Which state has worse drivers: Alabama or Georgia?

acarlson@ledger-enquirer.comDecember 16, 2013 

Veterans Parkway traffic, both northbound and southbound, through the intersection with Moon Road to the left, and Williams Road to the right.

ROBIN TRIMARCHI — rtrimarchi@ledger-enquirer.com

A new study by carinsurancecomparison.com tackles a question most drivers ask themselves constantly: is my state home to the worst drivers? For many, it often feels that way, but the truth is more exact.

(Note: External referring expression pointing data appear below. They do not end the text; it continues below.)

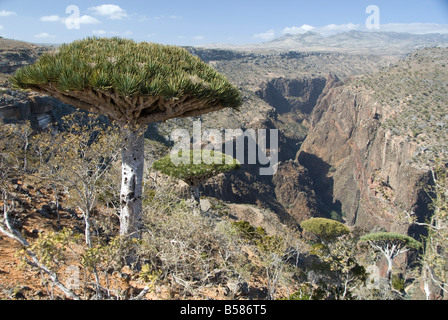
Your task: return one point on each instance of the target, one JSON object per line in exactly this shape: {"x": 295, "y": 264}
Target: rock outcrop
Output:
{"x": 359, "y": 168}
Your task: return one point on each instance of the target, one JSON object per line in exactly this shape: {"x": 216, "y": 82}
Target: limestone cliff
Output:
{"x": 362, "y": 152}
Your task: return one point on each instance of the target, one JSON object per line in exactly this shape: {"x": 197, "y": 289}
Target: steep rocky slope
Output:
{"x": 374, "y": 139}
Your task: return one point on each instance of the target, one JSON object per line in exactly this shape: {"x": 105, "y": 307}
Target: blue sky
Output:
{"x": 197, "y": 22}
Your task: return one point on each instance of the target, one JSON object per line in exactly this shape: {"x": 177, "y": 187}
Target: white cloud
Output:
{"x": 268, "y": 35}
{"x": 5, "y": 13}
{"x": 298, "y": 30}
{"x": 44, "y": 35}
{"x": 88, "y": 20}
{"x": 99, "y": 32}
{"x": 326, "y": 30}
{"x": 50, "y": 18}
{"x": 82, "y": 20}
{"x": 111, "y": 11}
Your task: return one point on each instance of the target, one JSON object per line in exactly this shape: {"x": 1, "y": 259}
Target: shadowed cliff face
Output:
{"x": 292, "y": 95}
{"x": 360, "y": 167}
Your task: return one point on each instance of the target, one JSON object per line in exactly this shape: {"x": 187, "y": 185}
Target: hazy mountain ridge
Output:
{"x": 353, "y": 41}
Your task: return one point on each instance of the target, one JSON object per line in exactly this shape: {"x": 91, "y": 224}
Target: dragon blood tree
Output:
{"x": 193, "y": 172}
{"x": 133, "y": 84}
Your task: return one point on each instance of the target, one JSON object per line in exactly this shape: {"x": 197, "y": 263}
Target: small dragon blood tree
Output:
{"x": 194, "y": 173}
{"x": 133, "y": 84}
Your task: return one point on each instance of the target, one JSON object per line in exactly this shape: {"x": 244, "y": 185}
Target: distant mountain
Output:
{"x": 352, "y": 41}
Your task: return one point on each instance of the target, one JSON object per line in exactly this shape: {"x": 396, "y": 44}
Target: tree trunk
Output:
{"x": 132, "y": 182}
{"x": 389, "y": 270}
{"x": 195, "y": 199}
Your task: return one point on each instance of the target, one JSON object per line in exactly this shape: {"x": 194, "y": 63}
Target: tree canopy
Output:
{"x": 194, "y": 174}
{"x": 326, "y": 229}
{"x": 386, "y": 238}
{"x": 130, "y": 82}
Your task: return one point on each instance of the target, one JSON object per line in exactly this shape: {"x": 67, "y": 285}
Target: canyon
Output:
{"x": 339, "y": 156}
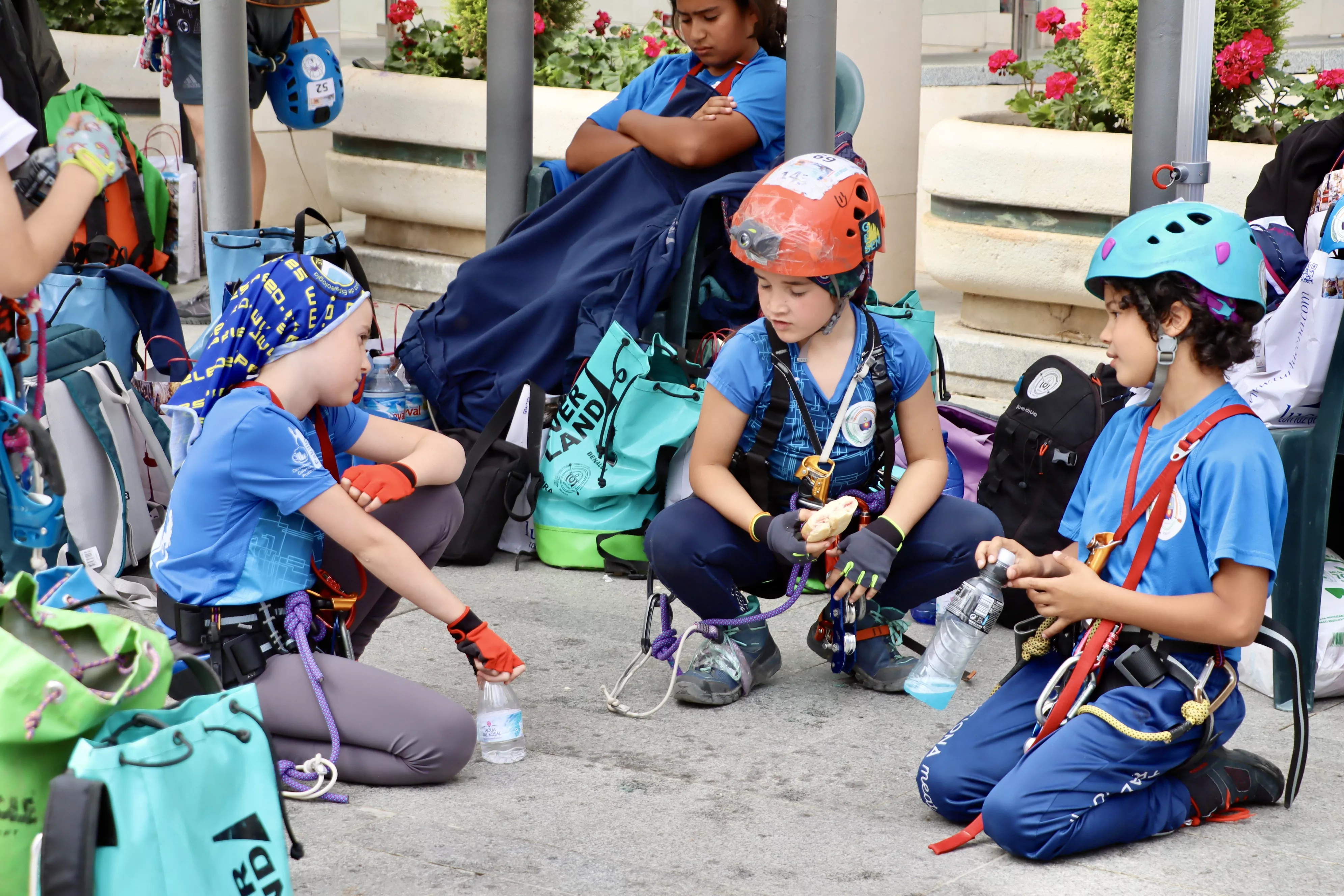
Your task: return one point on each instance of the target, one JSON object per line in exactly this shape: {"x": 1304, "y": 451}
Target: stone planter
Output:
{"x": 409, "y": 152}
{"x": 1015, "y": 214}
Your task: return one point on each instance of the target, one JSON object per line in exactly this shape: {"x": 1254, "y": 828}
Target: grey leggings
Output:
{"x": 393, "y": 731}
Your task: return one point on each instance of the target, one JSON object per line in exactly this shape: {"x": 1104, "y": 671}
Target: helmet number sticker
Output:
{"x": 322, "y": 93}
{"x": 812, "y": 175}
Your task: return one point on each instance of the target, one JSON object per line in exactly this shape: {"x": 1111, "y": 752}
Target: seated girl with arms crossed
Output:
{"x": 811, "y": 230}
{"x": 734, "y": 71}
{"x": 1183, "y": 285}
{"x": 257, "y": 507}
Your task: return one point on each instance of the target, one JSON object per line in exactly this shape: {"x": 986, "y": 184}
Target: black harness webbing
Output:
{"x": 753, "y": 467}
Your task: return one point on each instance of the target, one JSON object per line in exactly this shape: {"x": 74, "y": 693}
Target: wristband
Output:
{"x": 888, "y": 531}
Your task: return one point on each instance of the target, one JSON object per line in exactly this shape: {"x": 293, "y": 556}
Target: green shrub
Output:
{"x": 470, "y": 19}
{"x": 1109, "y": 46}
{"x": 96, "y": 17}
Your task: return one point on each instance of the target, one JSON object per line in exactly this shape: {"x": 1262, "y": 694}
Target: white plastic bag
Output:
{"x": 1257, "y": 666}
{"x": 1293, "y": 346}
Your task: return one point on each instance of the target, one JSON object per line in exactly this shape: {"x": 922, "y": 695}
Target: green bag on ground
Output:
{"x": 50, "y": 698}
{"x": 607, "y": 454}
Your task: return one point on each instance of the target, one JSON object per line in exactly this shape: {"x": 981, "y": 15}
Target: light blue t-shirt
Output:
{"x": 758, "y": 90}
{"x": 743, "y": 374}
{"x": 1230, "y": 499}
{"x": 233, "y": 534}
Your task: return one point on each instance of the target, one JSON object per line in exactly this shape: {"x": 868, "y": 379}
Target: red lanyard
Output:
{"x": 722, "y": 88}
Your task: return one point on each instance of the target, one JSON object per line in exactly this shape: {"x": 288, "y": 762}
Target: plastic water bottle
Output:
{"x": 499, "y": 725}
{"x": 384, "y": 393}
{"x": 971, "y": 614}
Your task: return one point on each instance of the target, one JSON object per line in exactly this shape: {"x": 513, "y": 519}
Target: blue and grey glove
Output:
{"x": 867, "y": 555}
{"x": 784, "y": 539}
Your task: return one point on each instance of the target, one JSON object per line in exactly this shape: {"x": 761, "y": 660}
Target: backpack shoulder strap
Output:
{"x": 882, "y": 391}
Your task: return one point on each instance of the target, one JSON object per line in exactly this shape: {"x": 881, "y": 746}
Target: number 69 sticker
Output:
{"x": 322, "y": 93}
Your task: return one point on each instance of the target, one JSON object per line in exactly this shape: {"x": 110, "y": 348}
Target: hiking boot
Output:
{"x": 877, "y": 664}
{"x": 1230, "y": 778}
{"x": 724, "y": 673}
{"x": 195, "y": 309}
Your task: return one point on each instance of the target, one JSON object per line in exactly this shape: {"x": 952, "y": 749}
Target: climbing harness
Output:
{"x": 33, "y": 480}
{"x": 1077, "y": 680}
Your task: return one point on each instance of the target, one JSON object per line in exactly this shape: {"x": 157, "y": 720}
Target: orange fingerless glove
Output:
{"x": 384, "y": 481}
{"x": 475, "y": 639}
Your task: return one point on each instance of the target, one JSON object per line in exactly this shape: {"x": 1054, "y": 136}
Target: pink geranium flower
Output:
{"x": 1061, "y": 84}
{"x": 1070, "y": 31}
{"x": 1001, "y": 60}
{"x": 1331, "y": 80}
{"x": 402, "y": 11}
{"x": 1050, "y": 19}
{"x": 652, "y": 46}
{"x": 1240, "y": 64}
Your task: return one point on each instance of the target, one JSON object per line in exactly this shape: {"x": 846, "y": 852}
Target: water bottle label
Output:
{"x": 495, "y": 727}
{"x": 392, "y": 408}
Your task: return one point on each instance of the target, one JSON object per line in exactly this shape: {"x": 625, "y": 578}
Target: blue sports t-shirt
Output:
{"x": 1230, "y": 499}
{"x": 743, "y": 374}
{"x": 758, "y": 90}
{"x": 233, "y": 534}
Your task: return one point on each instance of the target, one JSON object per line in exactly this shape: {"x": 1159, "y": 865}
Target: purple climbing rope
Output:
{"x": 665, "y": 645}
{"x": 299, "y": 621}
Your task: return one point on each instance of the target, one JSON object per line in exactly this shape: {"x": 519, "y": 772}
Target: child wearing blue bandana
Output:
{"x": 258, "y": 518}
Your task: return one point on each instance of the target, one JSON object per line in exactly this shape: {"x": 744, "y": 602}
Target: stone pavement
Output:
{"x": 807, "y": 786}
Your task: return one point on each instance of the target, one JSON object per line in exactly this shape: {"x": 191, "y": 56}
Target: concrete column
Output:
{"x": 1156, "y": 72}
{"x": 884, "y": 41}
{"x": 224, "y": 69}
{"x": 811, "y": 105}
{"x": 508, "y": 113}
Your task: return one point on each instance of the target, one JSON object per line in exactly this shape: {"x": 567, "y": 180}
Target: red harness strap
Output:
{"x": 1101, "y": 637}
{"x": 722, "y": 88}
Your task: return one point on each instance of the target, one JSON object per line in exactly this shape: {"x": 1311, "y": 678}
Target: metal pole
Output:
{"x": 508, "y": 113}
{"x": 224, "y": 71}
{"x": 811, "y": 81}
{"x": 1197, "y": 66}
{"x": 1156, "y": 69}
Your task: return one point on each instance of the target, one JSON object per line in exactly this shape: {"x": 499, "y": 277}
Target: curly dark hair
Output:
{"x": 1218, "y": 344}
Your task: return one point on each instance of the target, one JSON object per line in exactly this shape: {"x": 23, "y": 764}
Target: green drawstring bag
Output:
{"x": 171, "y": 803}
{"x": 62, "y": 673}
{"x": 607, "y": 456}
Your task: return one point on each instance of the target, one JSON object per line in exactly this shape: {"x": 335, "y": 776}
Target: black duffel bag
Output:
{"x": 495, "y": 475}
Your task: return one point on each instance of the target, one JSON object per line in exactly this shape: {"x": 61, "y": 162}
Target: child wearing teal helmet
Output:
{"x": 1094, "y": 741}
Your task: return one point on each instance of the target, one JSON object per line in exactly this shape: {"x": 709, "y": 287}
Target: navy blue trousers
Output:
{"x": 1087, "y": 785}
{"x": 705, "y": 559}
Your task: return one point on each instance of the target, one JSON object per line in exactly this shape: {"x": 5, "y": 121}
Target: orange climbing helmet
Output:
{"x": 816, "y": 216}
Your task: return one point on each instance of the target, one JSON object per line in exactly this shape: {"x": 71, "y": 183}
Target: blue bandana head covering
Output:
{"x": 284, "y": 305}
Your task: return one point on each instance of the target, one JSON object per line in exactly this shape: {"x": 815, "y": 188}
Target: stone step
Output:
{"x": 988, "y": 365}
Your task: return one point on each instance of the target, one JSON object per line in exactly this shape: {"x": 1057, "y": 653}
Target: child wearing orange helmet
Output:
{"x": 816, "y": 367}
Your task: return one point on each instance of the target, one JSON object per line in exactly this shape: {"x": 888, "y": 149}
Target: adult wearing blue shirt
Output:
{"x": 736, "y": 50}
{"x": 260, "y": 518}
{"x": 811, "y": 230}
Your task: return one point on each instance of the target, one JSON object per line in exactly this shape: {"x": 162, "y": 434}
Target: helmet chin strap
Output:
{"x": 1166, "y": 357}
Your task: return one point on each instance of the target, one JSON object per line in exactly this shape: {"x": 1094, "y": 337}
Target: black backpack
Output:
{"x": 1039, "y": 449}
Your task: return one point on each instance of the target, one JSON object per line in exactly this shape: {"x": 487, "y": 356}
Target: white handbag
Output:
{"x": 1293, "y": 347}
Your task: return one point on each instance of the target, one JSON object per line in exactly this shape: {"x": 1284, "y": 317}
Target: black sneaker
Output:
{"x": 195, "y": 309}
{"x": 1230, "y": 778}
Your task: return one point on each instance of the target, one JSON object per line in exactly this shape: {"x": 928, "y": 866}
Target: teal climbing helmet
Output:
{"x": 1210, "y": 245}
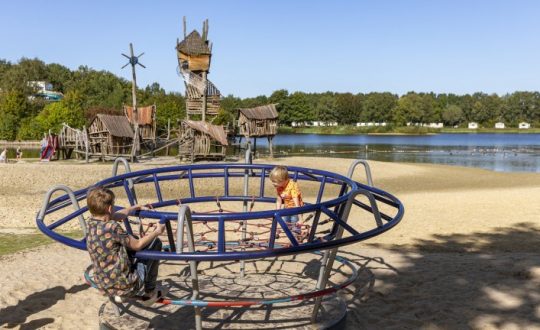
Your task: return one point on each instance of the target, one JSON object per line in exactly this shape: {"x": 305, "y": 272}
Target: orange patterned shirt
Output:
{"x": 290, "y": 191}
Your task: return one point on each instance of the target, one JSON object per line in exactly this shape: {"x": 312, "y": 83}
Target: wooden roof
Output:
{"x": 145, "y": 115}
{"x": 216, "y": 132}
{"x": 116, "y": 125}
{"x": 262, "y": 112}
{"x": 193, "y": 44}
{"x": 193, "y": 92}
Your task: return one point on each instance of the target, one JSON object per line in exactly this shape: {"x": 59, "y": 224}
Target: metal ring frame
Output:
{"x": 332, "y": 208}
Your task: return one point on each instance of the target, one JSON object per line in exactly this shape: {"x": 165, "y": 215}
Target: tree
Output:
{"x": 69, "y": 111}
{"x": 325, "y": 109}
{"x": 452, "y": 115}
{"x": 378, "y": 107}
{"x": 413, "y": 107}
{"x": 348, "y": 108}
{"x": 13, "y": 107}
{"x": 296, "y": 109}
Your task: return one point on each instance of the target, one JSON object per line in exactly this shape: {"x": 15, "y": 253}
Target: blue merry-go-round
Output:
{"x": 226, "y": 212}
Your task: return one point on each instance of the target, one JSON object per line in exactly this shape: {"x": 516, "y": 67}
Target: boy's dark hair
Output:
{"x": 99, "y": 200}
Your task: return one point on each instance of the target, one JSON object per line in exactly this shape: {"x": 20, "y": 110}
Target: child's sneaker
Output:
{"x": 149, "y": 300}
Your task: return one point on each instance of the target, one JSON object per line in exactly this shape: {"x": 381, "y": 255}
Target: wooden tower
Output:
{"x": 194, "y": 54}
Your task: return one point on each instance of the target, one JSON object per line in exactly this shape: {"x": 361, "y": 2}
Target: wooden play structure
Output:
{"x": 194, "y": 54}
{"x": 200, "y": 140}
{"x": 258, "y": 122}
{"x": 134, "y": 134}
{"x": 146, "y": 121}
{"x": 112, "y": 136}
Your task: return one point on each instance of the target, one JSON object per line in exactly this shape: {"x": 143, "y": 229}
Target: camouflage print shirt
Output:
{"x": 106, "y": 242}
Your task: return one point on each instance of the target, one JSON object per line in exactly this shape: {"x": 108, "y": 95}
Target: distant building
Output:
{"x": 44, "y": 90}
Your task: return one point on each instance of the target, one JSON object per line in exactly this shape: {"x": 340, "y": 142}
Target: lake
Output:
{"x": 498, "y": 152}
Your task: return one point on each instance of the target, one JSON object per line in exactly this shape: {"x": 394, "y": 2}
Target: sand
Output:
{"x": 464, "y": 256}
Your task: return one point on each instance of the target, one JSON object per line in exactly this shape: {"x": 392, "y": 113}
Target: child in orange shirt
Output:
{"x": 288, "y": 193}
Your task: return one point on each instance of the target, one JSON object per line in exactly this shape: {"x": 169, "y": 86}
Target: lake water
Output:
{"x": 498, "y": 152}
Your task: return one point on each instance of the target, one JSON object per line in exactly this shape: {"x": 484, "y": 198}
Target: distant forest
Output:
{"x": 88, "y": 92}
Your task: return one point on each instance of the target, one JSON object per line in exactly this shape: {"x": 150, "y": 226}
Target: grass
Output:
{"x": 11, "y": 243}
{"x": 389, "y": 129}
{"x": 351, "y": 130}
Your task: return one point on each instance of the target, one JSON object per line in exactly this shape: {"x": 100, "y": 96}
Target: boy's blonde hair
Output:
{"x": 99, "y": 200}
{"x": 279, "y": 174}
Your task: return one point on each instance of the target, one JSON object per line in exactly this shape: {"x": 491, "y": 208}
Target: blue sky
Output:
{"x": 446, "y": 46}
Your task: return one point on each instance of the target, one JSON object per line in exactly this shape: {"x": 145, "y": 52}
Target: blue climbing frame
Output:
{"x": 332, "y": 208}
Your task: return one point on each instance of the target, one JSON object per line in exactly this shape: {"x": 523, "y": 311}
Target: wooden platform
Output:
{"x": 293, "y": 315}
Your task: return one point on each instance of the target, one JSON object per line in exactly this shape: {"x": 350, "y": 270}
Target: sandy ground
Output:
{"x": 464, "y": 256}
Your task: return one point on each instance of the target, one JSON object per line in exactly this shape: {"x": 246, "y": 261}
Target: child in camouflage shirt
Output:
{"x": 115, "y": 272}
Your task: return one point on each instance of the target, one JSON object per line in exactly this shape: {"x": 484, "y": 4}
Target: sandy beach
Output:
{"x": 465, "y": 256}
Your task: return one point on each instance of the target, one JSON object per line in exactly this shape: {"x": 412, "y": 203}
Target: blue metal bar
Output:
{"x": 128, "y": 193}
{"x": 60, "y": 222}
{"x": 273, "y": 230}
{"x": 191, "y": 187}
{"x": 273, "y": 249}
{"x": 226, "y": 178}
{"x": 158, "y": 188}
{"x": 338, "y": 221}
{"x": 315, "y": 225}
{"x": 287, "y": 231}
{"x": 221, "y": 235}
{"x": 321, "y": 190}
{"x": 263, "y": 178}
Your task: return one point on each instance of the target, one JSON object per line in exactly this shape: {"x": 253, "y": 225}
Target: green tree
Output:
{"x": 325, "y": 109}
{"x": 13, "y": 107}
{"x": 452, "y": 115}
{"x": 68, "y": 111}
{"x": 295, "y": 109}
{"x": 378, "y": 107}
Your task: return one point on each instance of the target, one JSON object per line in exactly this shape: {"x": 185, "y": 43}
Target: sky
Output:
{"x": 441, "y": 46}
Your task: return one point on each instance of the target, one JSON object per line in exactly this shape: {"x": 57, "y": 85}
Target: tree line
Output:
{"x": 88, "y": 92}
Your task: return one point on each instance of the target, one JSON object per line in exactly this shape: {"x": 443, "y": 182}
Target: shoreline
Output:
{"x": 465, "y": 255}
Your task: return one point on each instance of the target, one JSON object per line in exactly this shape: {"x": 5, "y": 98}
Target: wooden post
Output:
{"x": 134, "y": 60}
{"x": 204, "y": 97}
{"x": 168, "y": 135}
{"x": 134, "y": 115}
{"x": 270, "y": 146}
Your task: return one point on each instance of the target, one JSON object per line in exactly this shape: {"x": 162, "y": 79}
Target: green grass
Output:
{"x": 351, "y": 130}
{"x": 389, "y": 129}
{"x": 11, "y": 243}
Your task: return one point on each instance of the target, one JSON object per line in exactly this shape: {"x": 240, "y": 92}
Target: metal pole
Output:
{"x": 249, "y": 161}
{"x": 204, "y": 97}
{"x": 366, "y": 167}
{"x": 329, "y": 256}
{"x": 72, "y": 198}
{"x": 185, "y": 222}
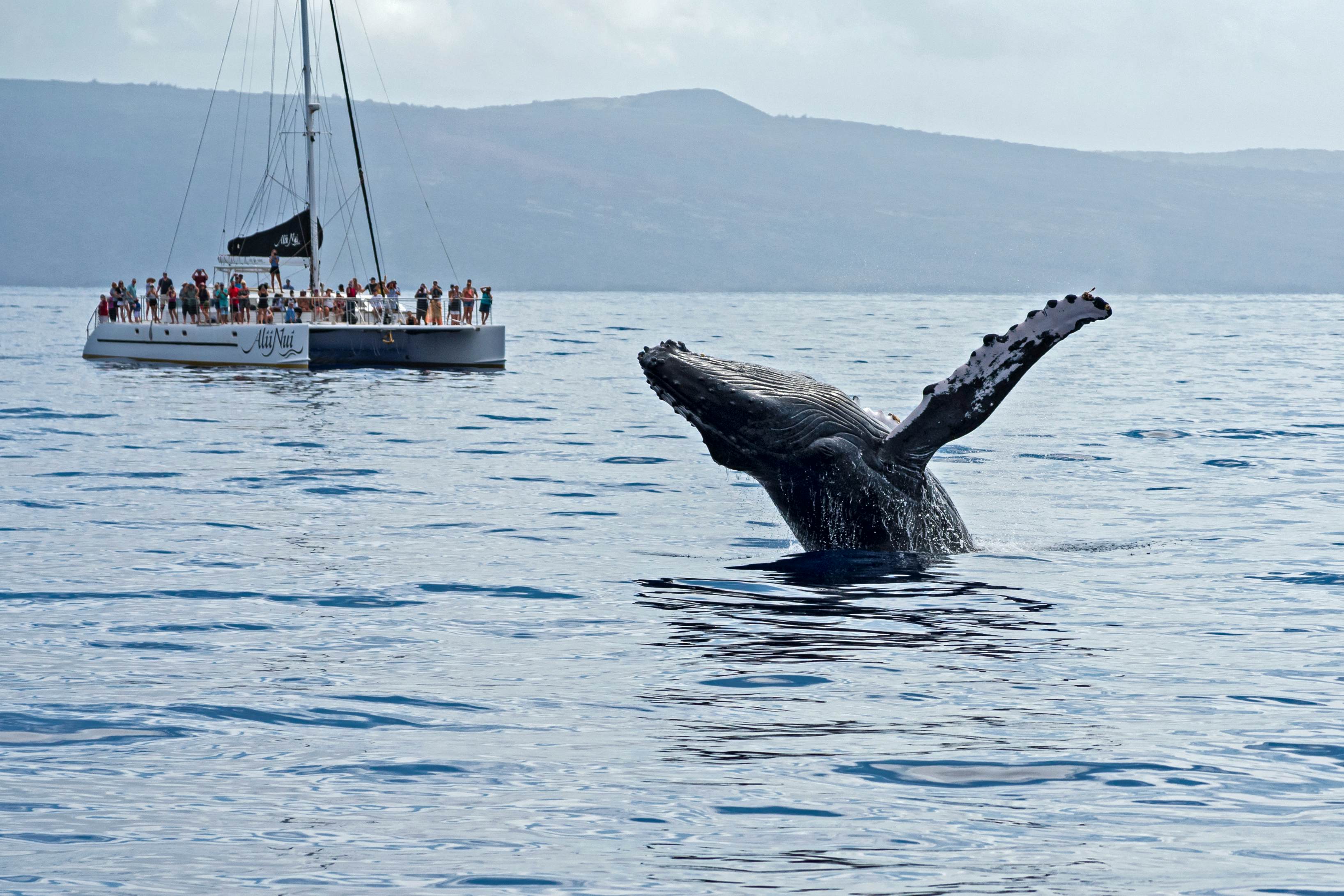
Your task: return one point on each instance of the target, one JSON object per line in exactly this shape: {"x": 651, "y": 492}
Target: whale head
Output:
{"x": 756, "y": 418}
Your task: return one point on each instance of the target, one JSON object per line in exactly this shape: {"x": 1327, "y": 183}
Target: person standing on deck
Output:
{"x": 455, "y": 304}
{"x": 468, "y": 301}
{"x": 423, "y": 303}
{"x": 436, "y": 304}
{"x": 487, "y": 301}
{"x": 152, "y": 299}
{"x": 135, "y": 301}
{"x": 188, "y": 303}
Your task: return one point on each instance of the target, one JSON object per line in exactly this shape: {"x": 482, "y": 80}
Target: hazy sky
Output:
{"x": 1107, "y": 74}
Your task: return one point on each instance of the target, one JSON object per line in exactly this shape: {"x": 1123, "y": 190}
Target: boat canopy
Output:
{"x": 288, "y": 238}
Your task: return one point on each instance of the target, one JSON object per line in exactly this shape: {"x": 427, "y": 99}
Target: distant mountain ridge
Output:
{"x": 1323, "y": 162}
{"x": 686, "y": 190}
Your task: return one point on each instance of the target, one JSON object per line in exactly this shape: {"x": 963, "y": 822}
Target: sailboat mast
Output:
{"x": 310, "y": 108}
{"x": 354, "y": 133}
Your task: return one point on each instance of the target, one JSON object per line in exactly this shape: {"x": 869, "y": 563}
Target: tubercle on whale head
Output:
{"x": 754, "y": 418}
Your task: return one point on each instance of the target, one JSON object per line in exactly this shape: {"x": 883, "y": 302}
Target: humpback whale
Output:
{"x": 842, "y": 476}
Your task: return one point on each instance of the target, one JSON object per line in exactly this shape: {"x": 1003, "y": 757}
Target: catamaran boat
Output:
{"x": 370, "y": 333}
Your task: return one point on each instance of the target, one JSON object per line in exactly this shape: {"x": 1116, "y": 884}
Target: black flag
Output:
{"x": 288, "y": 238}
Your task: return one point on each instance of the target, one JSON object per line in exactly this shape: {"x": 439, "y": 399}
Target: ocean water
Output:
{"x": 515, "y": 632}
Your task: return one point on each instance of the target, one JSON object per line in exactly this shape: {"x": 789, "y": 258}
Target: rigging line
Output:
{"x": 233, "y": 158}
{"x": 259, "y": 197}
{"x": 334, "y": 171}
{"x": 354, "y": 133}
{"x": 405, "y": 148}
{"x": 202, "y": 142}
{"x": 288, "y": 109}
{"x": 252, "y": 78}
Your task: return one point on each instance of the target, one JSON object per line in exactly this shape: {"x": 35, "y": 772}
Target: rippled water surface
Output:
{"x": 515, "y": 632}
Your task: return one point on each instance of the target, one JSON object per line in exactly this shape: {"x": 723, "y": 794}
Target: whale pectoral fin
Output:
{"x": 965, "y": 400}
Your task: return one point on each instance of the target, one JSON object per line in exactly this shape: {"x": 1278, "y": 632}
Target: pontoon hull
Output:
{"x": 300, "y": 345}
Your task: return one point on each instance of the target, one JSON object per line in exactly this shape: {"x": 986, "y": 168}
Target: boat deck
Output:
{"x": 322, "y": 345}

Compiling information from the National Highway Traffic Safety Administration, the National Motorists Association, Mothers Against Drunk Driving and others, the site ranked each state in five categories:

• Fatalities Rate per 100 Million Vehicle Miles Traveled

• Failure to Obey (Traffic Signals + Seat Belts)

• Drunk Driving

• Tickets

• Careless Driving

So now the most important question: does Alabama or Georgia have worse drivers?

The answer: Alabama, which ranks fifth in the Top 10 states with the worst drivers. As the study notes, the state is mostly hampered by its new careless driving ranking, which dropped from seventh last year to 36th. It still ranks 49th for ticketing in the country.

Its full rankings are:

• Fatalities Rate per 100 Million Vehicle Miles Traveled: 40th

• Failure to Obey: 41st

• Drunk Driving: 26th

• Tickets: 49th

• Careless Driving: 36th

Georgia, meanwhile, ranks 15th (even given the notorious slog of the metro area commute). The state has a superb drunk driving ranking (fifth in the country, behind only Utah, Kentucky, Kansas and Iowa). Ironically, its worst ranking is ticketing. It ranks one behind Alabama as the worst state in the country.

Georgia's full rankings are:

• Fatalities Rate per 100 Million Vehicle Miles Traveled: 28th

• Failure to Obey: 46th

• Drunk Driving: 5th

• Tickets: 50th

• Careless Driving: 29th

The worst state anywhere? For the second year in a row, it's Louisiana.